On day five, add 33 milliliters of 10X cell lysis buffer to the cells, and mix by gentle shaking. Incubate the suspension at 37 degrees Celsius for 1.5 hours with shaking. Centrifuge the cell suspension at 3, 428G at four degrees Celsius for 60 minutes.
Filter the supernatant through a 0.45 micron PES vacuum filter, and collect the clarified lysate in the filter container. Add 90 milliliters of 40%PEG 8, 000 solution to 360 milliliters of filtered cell lysate. Add 70%ethanol-sterilized stir bar to the cell lysate and stir at 300 RPM on ice or in a cold room for one hour.
Then, incubate overnight at four degrees Celsius without stirring. To begin, transfer the entire PEG-precipitated adeno-associated virus HEK293 culture to a large conical tube. Centrifuge the culture at 2, 820G for 15 minutes at four degrees Celsius.
Discard the supernatant and resuspend the pellet in 15 milliliters of PBS with calcium and magnesium. Transfer the resuspended part to a 50 milliliter tube. Add 10 milliliters of PBS to collect the remaining PEG precipitate, and transfer all to a 50 milliliter tube.
Then, add 40 microliters of DNase 1 and incubate for one hour at 37 degrees Celsius. Using a glass Pasteur pipette, fill a 25 millimeter by 89 millimeter polyallomer tube with 15.5 milliliters of concentrated cell lysate. Using a new glass Pasteur pipette, gently infuse nine milliliters of the 15%iodixanol solution beneath the cell lysate.
Then, add five milliliters of the 25%and 40%iodixanol solutions. And lastly, add five milliliters of the 60%iodixanol solution. Use a syringe to top off the tube with PBS, ensuring most air bubbles are removed without disturbing the iodixanol layers.
Seal the tube using an electrical tube topper. Check that the different layers of the iodixanol all gradient are clearly visible. Centrifuge the tubes using a non-swing rotor at 490, 000G for one hour and 10 minutes at 16 degrees Celsius.
Upon centrifugation, assemble the tubes in a metal clasp. Attach a 19 gauge needle to the syringe. Next, create a puncture at the top of the tube using a 30 gauge needle, leaving the needle inserted.
Carefully puncture the tube just below the 40%60%iodixanol interface, as indicated by the phenol red indicator. Ensure the needle bevel faces the 40%layer. Remove the 30 gauge needle with the non-dominant hand while slowly extracting the virus iodixanol mixture.

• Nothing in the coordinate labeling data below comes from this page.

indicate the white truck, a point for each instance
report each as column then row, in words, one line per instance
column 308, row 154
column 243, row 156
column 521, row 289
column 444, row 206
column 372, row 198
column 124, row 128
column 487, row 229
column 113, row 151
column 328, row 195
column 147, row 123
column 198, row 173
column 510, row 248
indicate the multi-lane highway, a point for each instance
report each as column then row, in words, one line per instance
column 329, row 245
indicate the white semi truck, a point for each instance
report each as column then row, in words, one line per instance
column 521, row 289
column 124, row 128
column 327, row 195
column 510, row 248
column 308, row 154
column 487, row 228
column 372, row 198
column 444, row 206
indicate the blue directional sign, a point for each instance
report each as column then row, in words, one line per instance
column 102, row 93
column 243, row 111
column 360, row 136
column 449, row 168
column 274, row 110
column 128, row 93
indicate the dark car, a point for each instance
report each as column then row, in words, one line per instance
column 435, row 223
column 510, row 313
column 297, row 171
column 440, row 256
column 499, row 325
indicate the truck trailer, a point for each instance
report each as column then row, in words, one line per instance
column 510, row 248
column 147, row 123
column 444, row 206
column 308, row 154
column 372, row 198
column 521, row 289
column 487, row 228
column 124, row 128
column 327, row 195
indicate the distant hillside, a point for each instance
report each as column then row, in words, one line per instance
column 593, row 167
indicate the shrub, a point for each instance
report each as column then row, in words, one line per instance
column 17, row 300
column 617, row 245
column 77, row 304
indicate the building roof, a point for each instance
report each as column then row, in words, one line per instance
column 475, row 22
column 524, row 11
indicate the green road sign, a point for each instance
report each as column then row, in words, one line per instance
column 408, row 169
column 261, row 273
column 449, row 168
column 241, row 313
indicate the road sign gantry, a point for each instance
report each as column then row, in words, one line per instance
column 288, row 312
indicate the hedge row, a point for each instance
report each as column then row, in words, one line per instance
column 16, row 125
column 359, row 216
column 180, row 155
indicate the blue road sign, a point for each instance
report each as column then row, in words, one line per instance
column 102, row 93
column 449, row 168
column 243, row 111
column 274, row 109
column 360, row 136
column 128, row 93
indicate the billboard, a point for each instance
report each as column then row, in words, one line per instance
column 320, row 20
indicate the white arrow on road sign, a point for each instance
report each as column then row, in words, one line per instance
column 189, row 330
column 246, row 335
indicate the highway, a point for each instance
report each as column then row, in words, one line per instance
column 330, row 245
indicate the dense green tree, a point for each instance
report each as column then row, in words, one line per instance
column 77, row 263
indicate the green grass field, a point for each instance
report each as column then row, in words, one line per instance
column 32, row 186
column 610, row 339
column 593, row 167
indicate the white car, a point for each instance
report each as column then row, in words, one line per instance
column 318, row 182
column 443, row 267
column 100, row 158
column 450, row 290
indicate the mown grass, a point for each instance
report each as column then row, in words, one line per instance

About halfway, rotate the needle for the bevel to face down, and continue extraction, avoiding collection from the protein layer. After extraction, immediately transfer the ultracentrifuge tube to a 50 milliliter tube to discard it. Add collected a AAV iodixanol suspension to a 15 milliliter tube, and dilute it fivefold in PBS, filling up to 15 milliliters.
Transfer the suspension to a centrifugal filter tube and centrifuge at 3, 428G for 10 minutes at four degrees Celsius. After discarding the flow-through, add 15 milliliters of PBS 5%sucrose to the filtrate and resuspend. Collect the concentrated AAV from the centrifugal filter tube.
Finally, store the virus aliquot at four degrees Celsius for up to three months.